= Maurice Hastings =

American wrongfully convicted, former prisoner (born 1953)

Maurice Hastings (born 1953) is an American former prisoner who was wrongfully convicted for the rape and murder of Roberta Wydermyer in 1983. He was released after being incarcerated for 38 years because DNA evidence linked to the murder implicated another man. Hastings requested the DNA test in the year 2000, but this was refused and was not carried out until 2021.

==Trial==
Hastings was tried twice for the 1983 murder of Roberta Wydermyer, the first trial ended with the jury deadlocked, he was convicted after a second trial in 1988. There was no physical evidence to link Hastings to the crime and numerous witnesses gave him an alibi, as well as him maintaining his innocence. Wydermyer had been sexually assaulted and murdered by a gunshot to the head. She was found in the trunk of her car in Inglewood, Los Angeles. Hastings was given a life sentence without the possibility of parole.

==Release==
After Wydermyer's death the coroner conducted an examination for sexual assault and found semen in an oral swab. In 2000, The District Attorney office refused permission for the swab to be tested for DNA. In June 2021, the DNA test was carried out and linked Kenneth Packnett to Wydermyer's murder. The suspect had been convicted for a separate but similar crime - the violent kidnap and oral rape of a woman during which he had placed her in the trunk of a car. Packnett had been given a 56-year sentence, and in 2020 had died in prison.

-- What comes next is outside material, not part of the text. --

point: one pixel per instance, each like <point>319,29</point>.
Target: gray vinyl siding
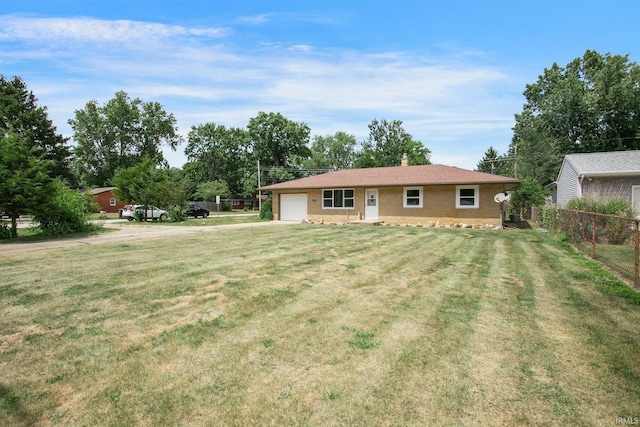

Hastings was released on October 20, 2022, after serving 38 years, he had maintained his innocence throughout his time in prison. District attorney, George Gascón, said "What has happened to Mr Hastings is a terrible injustice."

Upon his release Hastings is reported to have said "I prayed for many years that this day would come," and "I am not pointing fingers; I am not standing up here a bitter man, but I just want to enjoy my life now while I have it."